FRosner / spawncamping-dds

Data-Driven Spark allows quick data exploration based on Apache Spark.
Other
28 stars 15 forks source link

DDS integration into Zeppelin #190

Open RPCMoritz opened 9 years ago

RPCMoritz commented 9 years ago

Zeppelin is quickly becoming the most popular Notebook-like environment for Apache Spark.

A Google Summer of Code project is currently in progress to enable visualization library support for Zeppelin, and a custom interpreter could be used as the basis for providing DDS functions on existing structures in Zeppelin's global SparkContext. We have to coordinate with Madhuka Udantha and his mentors to see how they plan to open up and modularise the visualization component, and how to pass DDS-components into this interface.

Alternatively, the DDS jar would have to be integrated into the classpath for the spark interpreter, and/or dependency-loaded and used in a more ad-hoc manner.

FRosner commented 9 years ago

@RPCMoritz thanks for proposing this. Could you please provide a link to the corresponding Zeppelin JIRA issue? As soon as you have a better understanding of what it takes from our side to make this happen, please provide a small design document (maybe in this issue description).

I moved it to backlog for now as we don't know when it is going to happen. We will schedule it accordingly once we have some more detailed information.

RPCMoritz commented 9 years ago

I just found the following information, which may provide another way of interacting with Zeppelin:

"If table contents start with %html, it is interpreted as an HTML." from https://zeppelin.incubator.apache.org/docs/display.html It may be possible to abuse or extend this to enable a DDS interpreter to redirect webserver output to standard-out in a compatible format.

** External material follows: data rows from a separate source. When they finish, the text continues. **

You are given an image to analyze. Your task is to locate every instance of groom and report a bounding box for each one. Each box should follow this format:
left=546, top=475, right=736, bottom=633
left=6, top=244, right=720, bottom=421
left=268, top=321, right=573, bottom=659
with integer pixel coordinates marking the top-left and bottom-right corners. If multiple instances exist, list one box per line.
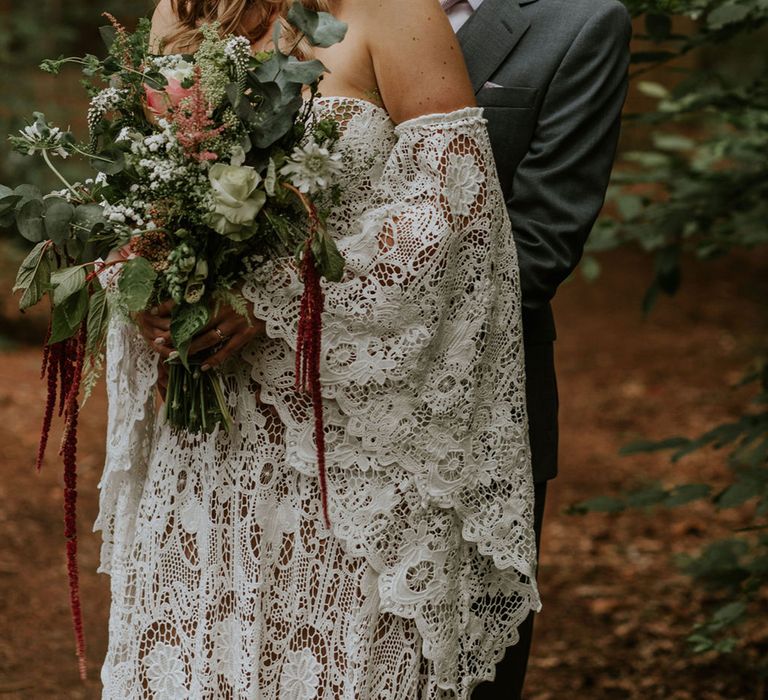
left=441, top=0, right=633, bottom=697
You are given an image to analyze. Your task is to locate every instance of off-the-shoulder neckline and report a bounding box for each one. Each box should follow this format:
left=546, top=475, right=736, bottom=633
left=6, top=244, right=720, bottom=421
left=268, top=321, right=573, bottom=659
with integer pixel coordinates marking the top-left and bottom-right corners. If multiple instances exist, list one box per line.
left=311, top=95, right=484, bottom=130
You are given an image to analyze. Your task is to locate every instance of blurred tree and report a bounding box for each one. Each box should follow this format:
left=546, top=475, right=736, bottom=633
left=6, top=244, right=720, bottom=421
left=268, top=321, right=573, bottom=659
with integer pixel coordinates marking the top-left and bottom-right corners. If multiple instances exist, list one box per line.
left=575, top=0, right=768, bottom=682
left=0, top=1, right=150, bottom=190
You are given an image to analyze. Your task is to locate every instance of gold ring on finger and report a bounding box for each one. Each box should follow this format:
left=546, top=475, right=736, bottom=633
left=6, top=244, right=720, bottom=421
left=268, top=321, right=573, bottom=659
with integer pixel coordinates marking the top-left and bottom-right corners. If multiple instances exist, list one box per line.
left=214, top=327, right=229, bottom=343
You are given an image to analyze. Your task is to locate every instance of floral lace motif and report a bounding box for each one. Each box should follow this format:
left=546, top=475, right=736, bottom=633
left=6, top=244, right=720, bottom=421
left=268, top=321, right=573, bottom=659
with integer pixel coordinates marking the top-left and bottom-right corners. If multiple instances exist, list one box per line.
left=95, top=97, right=540, bottom=700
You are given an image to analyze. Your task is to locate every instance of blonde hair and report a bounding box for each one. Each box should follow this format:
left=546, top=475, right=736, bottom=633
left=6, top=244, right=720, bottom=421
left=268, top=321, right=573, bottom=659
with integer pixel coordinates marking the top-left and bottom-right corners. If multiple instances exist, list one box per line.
left=162, top=0, right=333, bottom=56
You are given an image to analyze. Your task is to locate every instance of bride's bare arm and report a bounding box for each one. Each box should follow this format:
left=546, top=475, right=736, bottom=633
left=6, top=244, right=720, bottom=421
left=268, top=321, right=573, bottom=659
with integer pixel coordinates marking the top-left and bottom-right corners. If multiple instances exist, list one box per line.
left=358, top=0, right=476, bottom=124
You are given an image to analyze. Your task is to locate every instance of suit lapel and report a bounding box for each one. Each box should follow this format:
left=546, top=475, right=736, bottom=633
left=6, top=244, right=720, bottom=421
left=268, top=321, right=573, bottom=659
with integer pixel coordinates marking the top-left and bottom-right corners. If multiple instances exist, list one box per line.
left=457, top=0, right=531, bottom=93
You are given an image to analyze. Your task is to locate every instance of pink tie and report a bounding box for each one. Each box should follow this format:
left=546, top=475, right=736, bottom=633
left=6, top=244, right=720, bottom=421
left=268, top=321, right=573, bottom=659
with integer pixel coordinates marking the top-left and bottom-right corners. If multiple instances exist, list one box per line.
left=440, top=0, right=465, bottom=10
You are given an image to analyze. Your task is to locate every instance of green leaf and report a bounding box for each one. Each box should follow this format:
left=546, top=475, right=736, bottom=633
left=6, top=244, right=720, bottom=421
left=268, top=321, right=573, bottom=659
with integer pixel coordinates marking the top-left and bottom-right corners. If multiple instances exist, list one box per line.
left=91, top=145, right=126, bottom=175
left=44, top=198, right=75, bottom=245
left=73, top=203, right=106, bottom=240
left=665, top=484, right=712, bottom=507
left=286, top=2, right=348, bottom=48
left=707, top=3, right=751, bottom=29
left=717, top=480, right=759, bottom=509
left=99, top=24, right=117, bottom=50
left=171, top=303, right=210, bottom=367
left=312, top=231, right=345, bottom=282
left=281, top=57, right=327, bottom=85
left=13, top=240, right=52, bottom=311
left=0, top=194, right=22, bottom=216
left=569, top=496, right=625, bottom=515
left=118, top=257, right=158, bottom=313
left=626, top=484, right=669, bottom=508
left=85, top=286, right=110, bottom=359
left=16, top=199, right=45, bottom=242
left=50, top=266, right=87, bottom=305
left=14, top=184, right=42, bottom=205
left=710, top=601, right=747, bottom=628
left=619, top=436, right=690, bottom=456
left=49, top=287, right=88, bottom=344
left=579, top=255, right=601, bottom=282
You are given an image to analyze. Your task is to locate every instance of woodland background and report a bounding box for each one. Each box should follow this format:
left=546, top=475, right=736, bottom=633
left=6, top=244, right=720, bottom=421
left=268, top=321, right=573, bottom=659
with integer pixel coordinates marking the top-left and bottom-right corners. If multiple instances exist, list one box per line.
left=0, top=1, right=766, bottom=698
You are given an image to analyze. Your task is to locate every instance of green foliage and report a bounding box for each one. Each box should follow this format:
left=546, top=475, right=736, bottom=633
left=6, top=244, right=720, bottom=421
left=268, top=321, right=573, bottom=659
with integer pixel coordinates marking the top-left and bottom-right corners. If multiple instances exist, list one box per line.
left=573, top=0, right=768, bottom=671
left=118, top=257, right=158, bottom=313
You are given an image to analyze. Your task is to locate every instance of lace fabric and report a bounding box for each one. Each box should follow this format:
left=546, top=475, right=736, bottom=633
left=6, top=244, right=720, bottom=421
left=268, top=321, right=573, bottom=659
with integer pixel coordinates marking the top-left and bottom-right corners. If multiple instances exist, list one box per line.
left=95, top=97, right=540, bottom=699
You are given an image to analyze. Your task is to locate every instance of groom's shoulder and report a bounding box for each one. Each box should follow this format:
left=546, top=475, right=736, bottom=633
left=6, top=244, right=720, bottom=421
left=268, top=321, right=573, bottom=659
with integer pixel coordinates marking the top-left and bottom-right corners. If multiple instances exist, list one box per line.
left=524, top=0, right=632, bottom=47
left=527, top=0, right=631, bottom=28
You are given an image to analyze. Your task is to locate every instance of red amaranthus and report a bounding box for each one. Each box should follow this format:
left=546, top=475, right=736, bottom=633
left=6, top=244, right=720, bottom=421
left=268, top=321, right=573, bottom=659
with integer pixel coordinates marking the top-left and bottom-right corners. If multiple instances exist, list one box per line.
left=38, top=322, right=88, bottom=680
left=171, top=66, right=227, bottom=161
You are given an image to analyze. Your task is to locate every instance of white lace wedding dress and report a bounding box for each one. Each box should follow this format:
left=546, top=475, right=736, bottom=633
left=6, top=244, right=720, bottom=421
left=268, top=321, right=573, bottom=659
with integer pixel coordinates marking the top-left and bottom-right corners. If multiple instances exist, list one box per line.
left=94, top=97, right=541, bottom=700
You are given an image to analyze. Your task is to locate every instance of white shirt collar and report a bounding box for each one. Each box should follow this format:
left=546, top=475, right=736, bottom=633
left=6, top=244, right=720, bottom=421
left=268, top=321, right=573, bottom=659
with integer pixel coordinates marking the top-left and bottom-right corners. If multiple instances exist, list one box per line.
left=467, top=0, right=485, bottom=8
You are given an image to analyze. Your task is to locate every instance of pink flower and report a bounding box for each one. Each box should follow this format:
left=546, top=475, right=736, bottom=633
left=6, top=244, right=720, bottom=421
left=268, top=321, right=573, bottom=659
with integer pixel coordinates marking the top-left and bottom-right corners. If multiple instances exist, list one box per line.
left=144, top=77, right=194, bottom=118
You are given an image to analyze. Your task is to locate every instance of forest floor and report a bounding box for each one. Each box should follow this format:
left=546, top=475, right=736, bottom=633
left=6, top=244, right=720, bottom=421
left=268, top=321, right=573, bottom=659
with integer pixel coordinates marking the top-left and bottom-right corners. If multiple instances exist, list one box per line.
left=0, top=246, right=766, bottom=700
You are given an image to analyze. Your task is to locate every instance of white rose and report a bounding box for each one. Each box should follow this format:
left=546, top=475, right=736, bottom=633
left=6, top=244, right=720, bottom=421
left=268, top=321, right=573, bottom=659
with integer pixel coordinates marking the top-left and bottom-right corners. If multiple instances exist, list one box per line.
left=207, top=163, right=266, bottom=241
left=159, top=58, right=195, bottom=84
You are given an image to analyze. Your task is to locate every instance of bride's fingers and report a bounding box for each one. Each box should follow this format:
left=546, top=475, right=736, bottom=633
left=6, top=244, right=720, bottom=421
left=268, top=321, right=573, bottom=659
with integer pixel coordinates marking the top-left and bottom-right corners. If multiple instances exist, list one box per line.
left=149, top=299, right=175, bottom=317
left=200, top=333, right=248, bottom=372
left=188, top=320, right=242, bottom=357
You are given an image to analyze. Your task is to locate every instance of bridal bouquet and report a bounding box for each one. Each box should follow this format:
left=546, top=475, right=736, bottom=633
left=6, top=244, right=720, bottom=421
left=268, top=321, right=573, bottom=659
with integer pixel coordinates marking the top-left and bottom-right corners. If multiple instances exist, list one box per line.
left=6, top=5, right=347, bottom=678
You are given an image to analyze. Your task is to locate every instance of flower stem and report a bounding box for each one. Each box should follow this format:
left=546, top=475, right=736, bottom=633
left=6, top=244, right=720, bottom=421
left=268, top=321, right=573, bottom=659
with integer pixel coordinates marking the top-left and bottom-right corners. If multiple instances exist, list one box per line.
left=42, top=150, right=81, bottom=200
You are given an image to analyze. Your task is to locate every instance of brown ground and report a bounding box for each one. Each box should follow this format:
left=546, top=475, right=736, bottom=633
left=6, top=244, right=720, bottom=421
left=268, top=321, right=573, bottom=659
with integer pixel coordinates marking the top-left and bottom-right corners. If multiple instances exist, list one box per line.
left=0, top=246, right=765, bottom=699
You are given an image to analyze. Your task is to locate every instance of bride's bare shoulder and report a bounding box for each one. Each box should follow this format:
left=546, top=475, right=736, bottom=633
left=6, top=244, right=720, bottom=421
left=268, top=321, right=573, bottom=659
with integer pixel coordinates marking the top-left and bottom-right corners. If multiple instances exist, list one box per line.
left=150, top=0, right=179, bottom=52
left=349, top=0, right=476, bottom=124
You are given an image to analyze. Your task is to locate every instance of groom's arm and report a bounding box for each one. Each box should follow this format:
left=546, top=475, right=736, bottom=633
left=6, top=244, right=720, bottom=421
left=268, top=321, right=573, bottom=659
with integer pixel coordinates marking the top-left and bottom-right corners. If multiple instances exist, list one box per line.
left=507, top=3, right=632, bottom=311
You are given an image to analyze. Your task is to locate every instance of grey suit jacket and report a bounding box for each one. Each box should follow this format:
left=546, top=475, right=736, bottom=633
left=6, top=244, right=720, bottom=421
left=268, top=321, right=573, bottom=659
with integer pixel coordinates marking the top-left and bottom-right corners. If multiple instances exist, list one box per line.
left=457, top=0, right=631, bottom=480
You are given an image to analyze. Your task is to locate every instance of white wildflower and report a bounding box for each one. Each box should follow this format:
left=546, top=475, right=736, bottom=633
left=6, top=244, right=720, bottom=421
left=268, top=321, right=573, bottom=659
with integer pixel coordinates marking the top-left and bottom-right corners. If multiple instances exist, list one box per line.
left=281, top=139, right=343, bottom=194
left=224, top=36, right=251, bottom=63
left=16, top=118, right=70, bottom=158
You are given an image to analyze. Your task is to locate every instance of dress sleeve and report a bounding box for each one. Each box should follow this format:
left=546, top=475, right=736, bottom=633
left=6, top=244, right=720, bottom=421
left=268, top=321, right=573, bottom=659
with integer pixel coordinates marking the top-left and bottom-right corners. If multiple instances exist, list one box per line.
left=243, top=106, right=537, bottom=575
left=92, top=279, right=159, bottom=576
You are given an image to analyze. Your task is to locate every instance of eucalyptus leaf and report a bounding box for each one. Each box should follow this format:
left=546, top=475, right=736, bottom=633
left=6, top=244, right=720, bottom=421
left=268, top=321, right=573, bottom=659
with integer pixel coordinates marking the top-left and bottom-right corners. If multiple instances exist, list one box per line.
left=17, top=199, right=45, bottom=242
left=286, top=2, right=348, bottom=48
left=73, top=203, right=106, bottom=240
left=0, top=194, right=22, bottom=216
left=14, top=184, right=42, bottom=206
left=92, top=146, right=126, bottom=175
left=50, top=266, right=87, bottom=305
left=281, top=58, right=327, bottom=85
left=99, top=24, right=117, bottom=50
left=44, top=198, right=75, bottom=245
left=13, top=240, right=51, bottom=311
left=119, top=257, right=158, bottom=313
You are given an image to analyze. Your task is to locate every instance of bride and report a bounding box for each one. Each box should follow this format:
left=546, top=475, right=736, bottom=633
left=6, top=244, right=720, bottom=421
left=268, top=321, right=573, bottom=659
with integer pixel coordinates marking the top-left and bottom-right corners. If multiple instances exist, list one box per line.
left=95, top=0, right=541, bottom=697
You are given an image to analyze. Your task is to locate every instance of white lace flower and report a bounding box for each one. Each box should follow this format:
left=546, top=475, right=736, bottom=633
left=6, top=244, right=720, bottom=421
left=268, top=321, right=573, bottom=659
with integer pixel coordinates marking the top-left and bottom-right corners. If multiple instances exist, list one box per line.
left=281, top=139, right=344, bottom=194
left=144, top=643, right=186, bottom=699
left=211, top=617, right=242, bottom=678
left=380, top=522, right=449, bottom=608
left=279, top=648, right=323, bottom=699
left=443, top=152, right=484, bottom=216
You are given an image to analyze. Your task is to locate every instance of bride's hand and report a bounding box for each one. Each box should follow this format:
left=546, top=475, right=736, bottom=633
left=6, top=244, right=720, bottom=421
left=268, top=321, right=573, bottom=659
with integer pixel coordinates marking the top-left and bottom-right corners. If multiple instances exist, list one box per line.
left=134, top=299, right=175, bottom=360
left=188, top=303, right=267, bottom=372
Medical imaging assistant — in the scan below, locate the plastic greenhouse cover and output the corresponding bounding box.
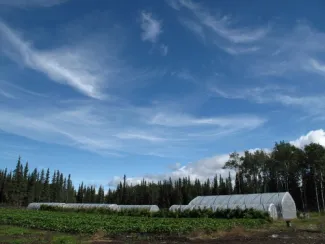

Currently a limitation to this approach is the requirement of the wrapping table environment.

The JIRA for the pluggable visualization approach can be found here: https://issues.apache.org/jira/browse/ZEPPELIN-107 The corresponding progress is also being tracked here: https://cwiki.apache.org/confluence/display/ZEPPELIN/COMDEV-119+Zeppelin+GSoC+Project%3A+add+more+D3+visualization

FRosner commented 9 years ago

@RPCMoritz so what do you propose?

RPCMoritz commented 9 years ago

Further research into the issue. In fact the PR linked to in the JIRA (https://github.com/apache/incubator-zeppelin/pull/27) also gives access to an angular interpreter which we may be able to encapsulate/extend. I'll take a closer look at the individual capabilities ASAP.

FRosner commented 9 years ago

Thanks @RPCMoritz

RPCMoritz commented 9 years ago

I just figured out that the table-wrapping isn't necessary for html rendering. Assuming it is fully featured, we can probably integrate DDS that way, if we can intercept the generated html and write it out, instead of serving it.

FRosner commented 9 years ago

If there are any changes required from the DDS side, let's discuss them here and eventually create a ticket. We can put them as subtasks to this one.

RPCMoritz commented 9 years ago

Another thing to consider is the multi-user capability of Zeppelin (only one sc per Zeppelin instance, but multiple browsers possible) which may impose some modifications to make some naive integration options transparently possible.

FRosner commented 9 years ago

Yes. It might mean that we need to change the way servables are kept in the server. Can notebooks be saved / reopened later? If so, we need to think about something that allows us to do it. Best would be that the resulting HTML is saved in Zeppelin. This would not be possible if we used an iframe solution.

On 24 Jul 2015, at 11:12, RPCMoritz notifications@github.com wrote:

Another thing to consider is the multi-user capability of Zeppelin (only one sc per Zeppelin instance, but multiple browsers possible) which may impose some modifications to make some naive integration options transparently possible.

— Reply to this email directly or view it on GitHub https://github.com/FRosner/spawncamping-dds/issues/190#issuecomment-124451116.

RPCMoritz commented 9 years ago

The Iframe "solution" (it's more of a hack, really) appears to work, but has the downside of not being very notebook-friendly (the display isn't statically linked to the code). It could be good enough to allow intermittent demo-style usage (no need to go to the shell anymore) but long term we should aim for static rendering. iframe

RPCMoritz commented 9 years ago

I will look at the angular interpreter next, to see if we can write a DDS-interpreter, which packages the js and interpretes Servables.

FRosner commented 9 years ago

:+1:

FRosner commented 9 years ago

@RPCMoritz In order to allow saving it we might be able to store the JSON serialized servable. But then we need JavaScript code in the front-end that has all the required libraries etc. to be able to render this servable.

However, settings you make in the visualization (changing scales etc.) will not be saved, because they are not reflected in the JSON so far. But this is something we could work on.